Nothing, however, could be further from the pirate's minds. Flint and his supporters were battling the six men slain for their help in burying the pirate's hoard. Hands and O'Brien were fighting one other, as well as the pirates furious at the pair for the loss of the good ship Hispaniola. George Merry and his two supporters were fighting Long John Silver's loyalists. Iron clanged again and again, but the pirates seems immune from one another's attacks.
Scrooge, Launchpad, Huey, Dewey, and Louie watched this scene in stunned silence.
Magica watched above on her broomstick, turning crimson with anger.
"Shouldn't we go, while they're busy fighting?" Launchpad whispered.
"Right!" the nephews whispered in turn.
"Not yet," said Scrooge. "Not until Magica's done with this lot."
They didn't have long to wait. A minute later . . . .
"ENOUGH" shouted Magica.
Power of magic, ancient laws,
put these goons the way they was!
With that, the pirates were engulfed in an enormous cloud of black smoke that spread far enough to sting the nephews eyes and send Scrooge and Launchpad into a coughing fit.
When the smoke dispersed, there was nothing to be seen of the pirates but a few dropped cutlasses.
"Not my best idea" mourned Magica, who herself was looking the worse for wear from that last cloud of smoke.
"Aye," said Scrooge, "Not your best idea!"
"Yeah," Launchpad put in, "Why don't you make like your zombie pirates and vanish!"

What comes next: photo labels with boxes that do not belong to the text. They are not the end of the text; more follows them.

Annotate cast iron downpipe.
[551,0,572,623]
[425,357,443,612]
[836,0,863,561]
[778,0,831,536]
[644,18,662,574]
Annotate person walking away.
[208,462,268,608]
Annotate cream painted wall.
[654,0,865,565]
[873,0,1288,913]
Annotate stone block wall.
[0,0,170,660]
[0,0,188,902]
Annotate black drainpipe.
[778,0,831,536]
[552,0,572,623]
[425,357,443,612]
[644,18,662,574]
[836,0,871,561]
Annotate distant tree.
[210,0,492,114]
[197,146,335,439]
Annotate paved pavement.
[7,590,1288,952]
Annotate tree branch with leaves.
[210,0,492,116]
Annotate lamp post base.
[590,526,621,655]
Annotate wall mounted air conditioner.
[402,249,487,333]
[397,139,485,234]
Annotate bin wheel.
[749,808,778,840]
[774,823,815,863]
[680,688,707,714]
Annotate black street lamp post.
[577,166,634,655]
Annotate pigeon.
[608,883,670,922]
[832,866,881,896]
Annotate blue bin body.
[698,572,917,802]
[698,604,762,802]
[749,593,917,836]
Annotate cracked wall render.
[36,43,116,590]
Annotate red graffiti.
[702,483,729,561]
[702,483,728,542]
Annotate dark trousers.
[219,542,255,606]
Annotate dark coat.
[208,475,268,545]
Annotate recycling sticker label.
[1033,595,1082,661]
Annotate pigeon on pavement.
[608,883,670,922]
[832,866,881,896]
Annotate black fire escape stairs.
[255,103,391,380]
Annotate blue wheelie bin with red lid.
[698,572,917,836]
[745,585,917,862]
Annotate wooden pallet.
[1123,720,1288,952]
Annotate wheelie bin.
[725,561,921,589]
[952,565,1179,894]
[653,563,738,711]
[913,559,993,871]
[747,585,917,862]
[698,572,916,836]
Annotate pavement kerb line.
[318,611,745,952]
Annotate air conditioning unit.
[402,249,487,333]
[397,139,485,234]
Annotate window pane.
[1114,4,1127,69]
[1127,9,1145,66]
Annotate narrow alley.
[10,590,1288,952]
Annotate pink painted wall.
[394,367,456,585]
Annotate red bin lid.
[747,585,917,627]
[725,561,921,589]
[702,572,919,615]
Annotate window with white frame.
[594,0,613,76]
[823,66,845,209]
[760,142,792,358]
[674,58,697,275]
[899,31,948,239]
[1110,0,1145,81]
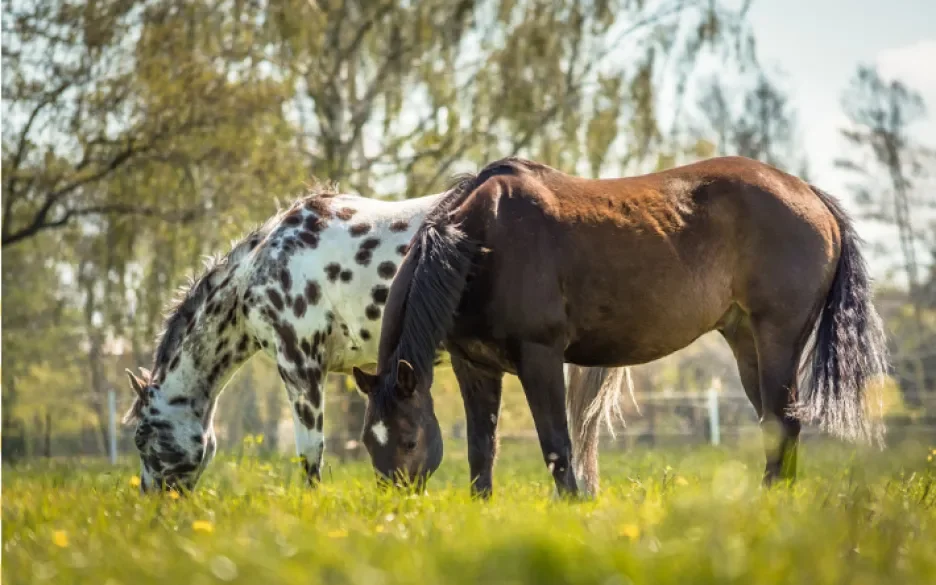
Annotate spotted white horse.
[124,184,630,492]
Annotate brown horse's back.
[461,157,839,366]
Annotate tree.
[0,0,772,458]
[696,71,805,171]
[836,66,933,392]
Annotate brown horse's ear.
[124,370,146,400]
[397,360,416,397]
[351,366,377,396]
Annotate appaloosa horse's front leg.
[280,363,325,487]
[512,342,578,496]
[452,354,504,498]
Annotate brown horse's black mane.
[374,157,536,410]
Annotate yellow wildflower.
[52,530,68,548]
[618,524,640,540]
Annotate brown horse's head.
[354,360,442,488]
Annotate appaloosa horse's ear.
[124,370,146,400]
[351,366,377,396]
[397,360,416,396]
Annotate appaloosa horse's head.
[353,361,442,488]
[124,368,217,492]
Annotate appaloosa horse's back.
[125,184,622,490]
[355,157,886,492]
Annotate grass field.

"Yeah!" added Huey, Dewey and Louie.
"I will be back for all of you - especially you Scrooge dahling - and lucky dime, another time" Magica sneered.
"Giddup," she ordered her broomstick, "and quickly. It has been bad day. Daylight come and me want to go home."
The broomstick obliged, a little too well, as it launched in a crowd of smoke leaving Magica to hold on for dear life as it swayed, tossed, and looped its erratic way back to Mount Vesuvius.
Note: Scrooge's reference to "Flinty" is, of course, a reference to his worst enemy Flintheart Glomgold (as Scrooge himself describes Flinty in The Golden Goose Part II). Scrooge calls Flintheart Flinty several time, the first time being at the start of Wrongway in Ronguay)
Magica has a habit of sudden departures upon having her plans going awry. For example, Duck to the Future, Nothing to Fear, and Raiders of the Lost Harp.
I thought it was natural enough that the "zombie pirates" should fight one another. I hope no one feels cheated as a result.